John Watson, chief executive of Chevron, one of the biggest oil and gas companies in the US, was on CNBC on Tuesdaywith Brian Sullivan, and he painted a pretty bleak picture.
“There are adjustments that are taking place in the business,” he said.
He continued: “If you look in the United States, production has fallen 500,000 barrels a day in the last six months. If you look at the capital that is being withdrawn from the business, hundreds of billions of dollars are being taken out of the business right now.”
OPEC, the Organization of Petroleum Exporting Countries, recently decided it would not scale back on production, leading to another drop in oil-commodity prices.

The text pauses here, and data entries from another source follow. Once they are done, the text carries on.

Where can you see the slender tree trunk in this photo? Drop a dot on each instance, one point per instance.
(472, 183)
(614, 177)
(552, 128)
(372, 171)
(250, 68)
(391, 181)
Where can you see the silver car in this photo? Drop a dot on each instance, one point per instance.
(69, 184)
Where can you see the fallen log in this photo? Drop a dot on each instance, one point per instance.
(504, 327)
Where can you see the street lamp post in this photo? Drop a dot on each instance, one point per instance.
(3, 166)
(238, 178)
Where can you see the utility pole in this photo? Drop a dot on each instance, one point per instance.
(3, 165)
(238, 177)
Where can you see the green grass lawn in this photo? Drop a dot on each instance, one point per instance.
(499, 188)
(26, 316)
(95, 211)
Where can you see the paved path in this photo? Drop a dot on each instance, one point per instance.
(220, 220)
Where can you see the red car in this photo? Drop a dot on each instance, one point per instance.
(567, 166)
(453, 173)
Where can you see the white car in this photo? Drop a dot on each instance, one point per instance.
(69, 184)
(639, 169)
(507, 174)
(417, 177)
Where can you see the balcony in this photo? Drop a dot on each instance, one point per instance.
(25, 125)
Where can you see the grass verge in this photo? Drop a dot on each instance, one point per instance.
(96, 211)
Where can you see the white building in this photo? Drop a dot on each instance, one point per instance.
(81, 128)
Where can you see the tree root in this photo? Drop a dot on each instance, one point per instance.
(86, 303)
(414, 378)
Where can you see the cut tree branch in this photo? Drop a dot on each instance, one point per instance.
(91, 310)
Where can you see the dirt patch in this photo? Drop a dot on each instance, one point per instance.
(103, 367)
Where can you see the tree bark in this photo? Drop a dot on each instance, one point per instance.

West Texas Intermediate crude oil is trading below $40 a barrel.
“What we’ve seen over the last couple of years is Saudi Arabia has increased their production,” Watson said.
He added: “We have the miracle of hydraulic fracturing, which has expanded oil production in the US. We have Iran growing production. We have Iraq growing production. And we, as an industry, we’re producing more than the market is demanding.”
The Bakken
In the US, oil production is falling. That is having a severe impact across the energy sector. Banks are already pulling the plug on some of their loans to energy companies. Housing markets in oil-focused cities are weakening.
“We’re seeing it now in the Bakken. We’re seeing it in the Eagle Ford. The Permian is still growing, but in aggregate, US production is declining,” Watson said.
He continued: “So we are seeing it take place today, and I expect you’ll see the US, which is producing maybe a little over 9 million barrels a day now, down from 9.6 [million] earlier in the year, it will be somewhere in the eights next year. And so that will help the market balance.”